We also started having PD within faculties across the College; these were totally focused on College priorities, yet were linked to the data from things like NAPLAN, SC and HSC, therefore providing a regional and state wide focal point. While PD funds can also mean time to create resources (such as for GAT or ICT or Indigenous Ed focuses), PD content should be linked to data in some way, particularly by classroom teachers considering the data, not just members of executive.
Is PD conducted at a time of the year when the best outcomes can be achieved? The staff development days- those five days Tony mention in NSW- can only be valuable with continual reference and time throughout the year to build on those ‘early days’ PD. At the end last year we started PD for the next year, creating time for planning PD sessions for faculties. As HT teaching and learning, I found it rewarding to lead PD sessions for GAT at the end of Term 4, as we started planning for 2009. We referred back to whole-College PD days and actually applied it to plans for ’09.

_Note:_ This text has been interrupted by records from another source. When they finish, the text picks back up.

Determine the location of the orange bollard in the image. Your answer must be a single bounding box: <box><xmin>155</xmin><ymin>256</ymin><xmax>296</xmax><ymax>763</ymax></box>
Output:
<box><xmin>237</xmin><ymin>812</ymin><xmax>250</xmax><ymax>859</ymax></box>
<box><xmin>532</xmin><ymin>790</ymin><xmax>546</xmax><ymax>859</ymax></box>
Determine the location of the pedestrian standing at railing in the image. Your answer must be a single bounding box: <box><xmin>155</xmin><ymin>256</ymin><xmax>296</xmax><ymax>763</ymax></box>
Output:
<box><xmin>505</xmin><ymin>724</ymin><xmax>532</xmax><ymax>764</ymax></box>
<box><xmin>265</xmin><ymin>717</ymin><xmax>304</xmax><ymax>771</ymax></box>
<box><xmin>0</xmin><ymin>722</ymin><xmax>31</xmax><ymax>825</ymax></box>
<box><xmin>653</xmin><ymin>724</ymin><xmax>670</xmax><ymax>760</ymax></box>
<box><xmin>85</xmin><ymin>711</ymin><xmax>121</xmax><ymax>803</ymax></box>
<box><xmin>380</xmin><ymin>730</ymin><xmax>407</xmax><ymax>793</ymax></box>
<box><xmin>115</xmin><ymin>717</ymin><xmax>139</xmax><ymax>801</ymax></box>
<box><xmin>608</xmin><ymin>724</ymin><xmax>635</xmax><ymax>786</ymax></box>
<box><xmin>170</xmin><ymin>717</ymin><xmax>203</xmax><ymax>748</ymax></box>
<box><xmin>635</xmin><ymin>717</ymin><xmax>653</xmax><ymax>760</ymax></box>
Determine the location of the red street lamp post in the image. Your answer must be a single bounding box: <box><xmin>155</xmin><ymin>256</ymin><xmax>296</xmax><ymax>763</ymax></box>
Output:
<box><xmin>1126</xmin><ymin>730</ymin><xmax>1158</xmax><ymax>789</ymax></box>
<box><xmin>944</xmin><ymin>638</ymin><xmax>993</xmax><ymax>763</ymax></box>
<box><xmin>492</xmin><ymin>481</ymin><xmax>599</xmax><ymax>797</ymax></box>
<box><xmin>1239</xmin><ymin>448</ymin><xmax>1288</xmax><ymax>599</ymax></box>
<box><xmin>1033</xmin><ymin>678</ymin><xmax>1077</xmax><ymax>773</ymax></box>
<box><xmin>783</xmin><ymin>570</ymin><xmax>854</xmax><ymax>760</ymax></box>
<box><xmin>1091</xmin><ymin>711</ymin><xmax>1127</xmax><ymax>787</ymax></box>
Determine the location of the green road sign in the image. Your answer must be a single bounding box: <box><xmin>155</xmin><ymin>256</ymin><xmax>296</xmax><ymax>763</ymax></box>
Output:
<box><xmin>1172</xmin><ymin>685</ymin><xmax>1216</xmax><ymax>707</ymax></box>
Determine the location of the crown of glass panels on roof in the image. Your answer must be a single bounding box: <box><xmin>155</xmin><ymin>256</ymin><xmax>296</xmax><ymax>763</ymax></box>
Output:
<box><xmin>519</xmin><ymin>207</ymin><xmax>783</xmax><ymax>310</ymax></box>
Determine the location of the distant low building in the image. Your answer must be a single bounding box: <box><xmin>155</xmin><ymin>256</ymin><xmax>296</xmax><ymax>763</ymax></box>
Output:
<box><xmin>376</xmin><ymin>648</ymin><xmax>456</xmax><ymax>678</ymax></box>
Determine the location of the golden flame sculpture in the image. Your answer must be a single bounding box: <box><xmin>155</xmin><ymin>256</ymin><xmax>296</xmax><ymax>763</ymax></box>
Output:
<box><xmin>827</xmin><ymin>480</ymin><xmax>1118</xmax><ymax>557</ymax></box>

I’ll have a closer look at the other questions, now it is time to go off to school!
G’day Troy
That’s a comprehensive look at what your place(s) have done, thanks for sharing. Good stuff to think about, especially your collegiate model experiences of being excluded from stage 6 PD, very interesting. Not an issue for you in 2009 though!
I guess on reflection, I am really looking at how we can do whole school PD days better, what can we do to get more out of the scarce time on offer.
Sometimes I wonder if school development days should emphasis reflective evaluation more? Review the top stuff schools already do and fine tune it rather than layering more on top so we are seen to be “busy productive” and addressing DET newness.
Would that be more beneficial than simply meeting the myriad mandated requirements? Not sure, that’s why I asked I guess.
I like the idea of ‘reflective evaluation’, of bringing together individuals across different faculties and focusing on something like literacy.
We have all had a negative experiences with SDD and PD sessions that have no structure that simple layer on top of what we already do. The best PD I’ve experienced is cross faculty, structured seminars with plenty of time to ’sit and think’ with like minded colleagues (such as across faculty GATS day or the expensive but highly rewarding Langford lectures)…
At the College level I had some repetitive PD with the American Kagan learning tools, with little reflection or analysis of the learning tools.
Classroom teachers and schools should be leading their own PD, sure we work within the system of DET but a high school in SW Sydney has vastly different needs to a central school or a one teacher primary school. We should have diverse and distinctive PD lead by teachers.